Parser and Serializer for Minecraft's binary format
$ python3
>>> import nbt
>>> f = nbt.read("level.dat")
>>> f["Data"]["Player"]["Score"]
TAG_Int("Score"): 292
>>> f["Data"]["Player"]["Score"] = 300
>>> f["Data"]["Player"]["Score"]
TAG_Int("Score"): 300
>>> nbt.write("level.dat", f)
>>>
Alternatively, you can use the lazynbt approach, inspired by lazyjson: Instead of explicitly reading and writing, you just keep a reference to the file, which is read every time when it changed and written back to disk when the user makes changes.
$ python3
>>> import lazynbt
>>> f = lazynbt.File("level.dat")
>>> f["Data"]["Player"]["Score"]
lazynbt.File("level.dat", ["Data", "Player", "Score"])

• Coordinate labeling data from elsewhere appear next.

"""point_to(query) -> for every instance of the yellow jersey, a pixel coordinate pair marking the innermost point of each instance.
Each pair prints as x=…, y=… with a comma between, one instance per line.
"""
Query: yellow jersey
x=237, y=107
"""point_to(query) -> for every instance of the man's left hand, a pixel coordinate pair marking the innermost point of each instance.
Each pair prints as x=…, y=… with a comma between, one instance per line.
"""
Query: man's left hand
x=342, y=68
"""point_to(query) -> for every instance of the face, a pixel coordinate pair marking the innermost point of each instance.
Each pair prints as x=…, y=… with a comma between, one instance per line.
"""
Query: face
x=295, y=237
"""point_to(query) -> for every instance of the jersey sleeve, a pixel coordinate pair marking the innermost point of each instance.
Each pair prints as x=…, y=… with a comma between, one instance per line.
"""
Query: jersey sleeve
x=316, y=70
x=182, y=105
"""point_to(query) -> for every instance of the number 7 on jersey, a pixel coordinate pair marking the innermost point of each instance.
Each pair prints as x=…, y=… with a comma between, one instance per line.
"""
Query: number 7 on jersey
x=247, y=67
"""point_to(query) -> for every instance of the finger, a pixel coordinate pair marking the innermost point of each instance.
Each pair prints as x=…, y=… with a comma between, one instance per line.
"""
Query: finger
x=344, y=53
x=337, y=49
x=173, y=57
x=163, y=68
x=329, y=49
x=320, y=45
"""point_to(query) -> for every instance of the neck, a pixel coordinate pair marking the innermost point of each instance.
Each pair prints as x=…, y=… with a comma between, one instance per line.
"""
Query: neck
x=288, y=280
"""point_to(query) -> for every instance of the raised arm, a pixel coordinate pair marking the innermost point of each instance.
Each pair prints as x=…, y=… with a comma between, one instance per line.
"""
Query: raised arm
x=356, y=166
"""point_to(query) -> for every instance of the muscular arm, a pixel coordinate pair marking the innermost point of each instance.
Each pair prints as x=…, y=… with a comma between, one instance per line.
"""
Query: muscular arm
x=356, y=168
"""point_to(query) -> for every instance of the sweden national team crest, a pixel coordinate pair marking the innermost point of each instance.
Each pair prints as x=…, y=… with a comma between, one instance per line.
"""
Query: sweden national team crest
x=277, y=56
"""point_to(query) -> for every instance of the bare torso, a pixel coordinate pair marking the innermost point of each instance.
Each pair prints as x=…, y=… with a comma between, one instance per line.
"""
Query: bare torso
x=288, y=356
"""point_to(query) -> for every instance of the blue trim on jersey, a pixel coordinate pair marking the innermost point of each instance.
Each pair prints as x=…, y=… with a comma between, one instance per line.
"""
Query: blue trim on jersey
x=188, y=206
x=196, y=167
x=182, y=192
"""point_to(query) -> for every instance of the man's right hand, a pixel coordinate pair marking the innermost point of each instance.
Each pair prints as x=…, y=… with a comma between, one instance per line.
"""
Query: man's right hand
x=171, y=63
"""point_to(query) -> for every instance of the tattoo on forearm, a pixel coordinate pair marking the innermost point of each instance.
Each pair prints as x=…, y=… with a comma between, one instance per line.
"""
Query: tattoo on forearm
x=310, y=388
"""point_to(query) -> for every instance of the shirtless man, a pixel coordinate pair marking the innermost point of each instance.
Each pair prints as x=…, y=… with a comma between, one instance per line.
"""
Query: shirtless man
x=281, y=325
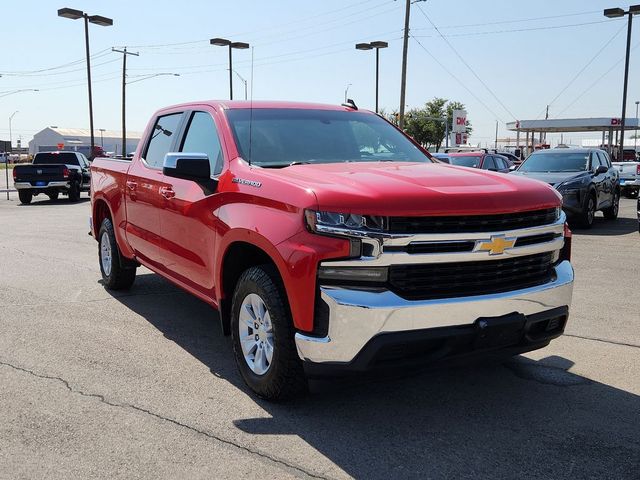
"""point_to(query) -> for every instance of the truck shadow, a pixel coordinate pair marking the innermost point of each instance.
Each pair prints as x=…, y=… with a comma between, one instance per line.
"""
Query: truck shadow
x=522, y=418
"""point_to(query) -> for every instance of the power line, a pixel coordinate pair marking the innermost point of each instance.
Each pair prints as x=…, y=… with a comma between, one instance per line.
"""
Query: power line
x=575, y=77
x=595, y=82
x=467, y=65
x=457, y=79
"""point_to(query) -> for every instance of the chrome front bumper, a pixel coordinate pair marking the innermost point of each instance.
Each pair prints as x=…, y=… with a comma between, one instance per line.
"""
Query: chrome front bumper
x=27, y=185
x=357, y=316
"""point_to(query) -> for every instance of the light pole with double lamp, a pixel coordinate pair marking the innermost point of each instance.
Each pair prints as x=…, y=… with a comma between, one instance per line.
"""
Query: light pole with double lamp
x=223, y=42
x=98, y=20
x=377, y=45
x=617, y=13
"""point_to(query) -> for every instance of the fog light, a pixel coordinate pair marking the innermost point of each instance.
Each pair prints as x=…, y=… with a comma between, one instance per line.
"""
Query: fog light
x=353, y=274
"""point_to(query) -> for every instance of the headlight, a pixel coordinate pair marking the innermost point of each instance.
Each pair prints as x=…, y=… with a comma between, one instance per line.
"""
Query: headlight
x=343, y=223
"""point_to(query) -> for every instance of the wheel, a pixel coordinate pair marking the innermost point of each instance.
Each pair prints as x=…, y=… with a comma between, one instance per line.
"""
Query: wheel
x=74, y=191
x=611, y=213
x=588, y=212
x=263, y=336
x=115, y=276
x=25, y=196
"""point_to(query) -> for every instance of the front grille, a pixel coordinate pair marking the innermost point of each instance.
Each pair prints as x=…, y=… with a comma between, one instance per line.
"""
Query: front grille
x=464, y=279
x=472, y=223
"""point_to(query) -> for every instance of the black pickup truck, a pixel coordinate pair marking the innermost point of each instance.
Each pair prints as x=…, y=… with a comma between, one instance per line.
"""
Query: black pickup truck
x=53, y=173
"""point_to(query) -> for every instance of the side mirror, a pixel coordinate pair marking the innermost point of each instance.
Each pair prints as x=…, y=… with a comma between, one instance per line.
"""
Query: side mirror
x=189, y=166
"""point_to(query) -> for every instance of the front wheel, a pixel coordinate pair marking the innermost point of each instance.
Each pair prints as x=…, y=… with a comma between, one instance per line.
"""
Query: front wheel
x=115, y=276
x=25, y=196
x=263, y=336
x=611, y=213
x=588, y=212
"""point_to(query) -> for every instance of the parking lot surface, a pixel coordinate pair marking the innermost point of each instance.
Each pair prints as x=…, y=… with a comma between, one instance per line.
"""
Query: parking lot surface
x=142, y=384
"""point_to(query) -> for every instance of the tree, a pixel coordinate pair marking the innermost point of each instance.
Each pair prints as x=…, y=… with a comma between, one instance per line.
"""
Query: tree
x=424, y=126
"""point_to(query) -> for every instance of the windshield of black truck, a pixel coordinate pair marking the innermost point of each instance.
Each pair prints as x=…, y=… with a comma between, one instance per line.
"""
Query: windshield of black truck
x=556, y=162
x=56, y=158
x=282, y=137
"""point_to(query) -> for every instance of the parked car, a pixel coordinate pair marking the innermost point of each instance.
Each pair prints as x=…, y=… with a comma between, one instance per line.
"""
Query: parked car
x=53, y=173
x=443, y=157
x=585, y=178
x=331, y=242
x=484, y=161
x=629, y=172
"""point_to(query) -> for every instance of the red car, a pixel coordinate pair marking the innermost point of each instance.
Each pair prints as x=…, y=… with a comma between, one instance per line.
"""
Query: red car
x=330, y=242
x=484, y=161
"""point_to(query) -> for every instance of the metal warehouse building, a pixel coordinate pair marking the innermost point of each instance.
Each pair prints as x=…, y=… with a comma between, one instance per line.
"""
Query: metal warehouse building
x=80, y=140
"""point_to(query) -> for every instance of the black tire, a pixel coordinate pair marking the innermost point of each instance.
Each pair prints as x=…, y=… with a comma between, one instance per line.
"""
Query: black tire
x=116, y=275
x=611, y=213
x=284, y=377
x=25, y=196
x=74, y=191
x=586, y=217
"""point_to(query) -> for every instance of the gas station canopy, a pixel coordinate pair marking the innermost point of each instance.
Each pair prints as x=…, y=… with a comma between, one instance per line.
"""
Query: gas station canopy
x=572, y=125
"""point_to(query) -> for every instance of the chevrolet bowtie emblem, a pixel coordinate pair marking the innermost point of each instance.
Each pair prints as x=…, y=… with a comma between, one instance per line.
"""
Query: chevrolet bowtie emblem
x=496, y=246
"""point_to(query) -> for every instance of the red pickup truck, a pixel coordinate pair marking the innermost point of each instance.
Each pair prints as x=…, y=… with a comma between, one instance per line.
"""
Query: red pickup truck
x=330, y=242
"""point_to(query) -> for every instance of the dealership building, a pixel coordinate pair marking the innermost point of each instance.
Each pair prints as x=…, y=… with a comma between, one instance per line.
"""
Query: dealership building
x=77, y=139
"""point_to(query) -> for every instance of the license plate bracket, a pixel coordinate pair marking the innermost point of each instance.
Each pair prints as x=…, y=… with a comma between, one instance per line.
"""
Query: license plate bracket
x=493, y=332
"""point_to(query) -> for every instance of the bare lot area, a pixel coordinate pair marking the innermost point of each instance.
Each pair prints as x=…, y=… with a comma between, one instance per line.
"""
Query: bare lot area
x=142, y=384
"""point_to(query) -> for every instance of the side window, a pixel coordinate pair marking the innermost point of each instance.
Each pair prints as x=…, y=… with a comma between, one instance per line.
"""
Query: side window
x=202, y=137
x=162, y=137
x=604, y=159
x=488, y=163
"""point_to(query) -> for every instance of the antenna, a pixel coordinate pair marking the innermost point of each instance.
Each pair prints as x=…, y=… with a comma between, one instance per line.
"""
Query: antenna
x=251, y=107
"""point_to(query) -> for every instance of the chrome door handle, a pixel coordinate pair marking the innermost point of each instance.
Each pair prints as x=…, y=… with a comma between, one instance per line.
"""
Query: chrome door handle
x=167, y=192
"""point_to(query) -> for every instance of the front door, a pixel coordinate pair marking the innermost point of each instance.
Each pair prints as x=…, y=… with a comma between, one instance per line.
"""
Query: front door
x=144, y=185
x=188, y=221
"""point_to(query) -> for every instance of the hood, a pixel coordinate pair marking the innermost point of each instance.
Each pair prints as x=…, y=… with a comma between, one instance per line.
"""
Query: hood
x=403, y=188
x=552, y=178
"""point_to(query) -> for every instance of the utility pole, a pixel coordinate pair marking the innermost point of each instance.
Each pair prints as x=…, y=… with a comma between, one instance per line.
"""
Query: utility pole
x=124, y=94
x=405, y=48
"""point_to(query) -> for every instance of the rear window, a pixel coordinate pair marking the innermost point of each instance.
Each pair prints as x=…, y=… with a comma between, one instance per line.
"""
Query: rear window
x=62, y=158
x=465, y=161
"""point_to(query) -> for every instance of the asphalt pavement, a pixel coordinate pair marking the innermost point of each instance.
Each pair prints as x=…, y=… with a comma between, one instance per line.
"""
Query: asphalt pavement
x=142, y=384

>>> f["Data"]["Player"]["Score"].value()
TAG_Int("Score"): 292
>>> f["Data"]["Player"]["Score"] = 300
>>>
As you might notice, when the user assigns a new value for some tag, it is not assigned directly, but transformed into a matching tag. Since in these examples the tag type was TAG_Int
, and the user provided a Python integer, that was no problem. nbt.py will complain if you give it a wrong type, e.g. a non-integer float for a TAG_Int
or something entirely different. Alternatively, you may also directly assign nbt.Tag
values.
WTFPL, but attribution would be nice, and if you use it, please tell me.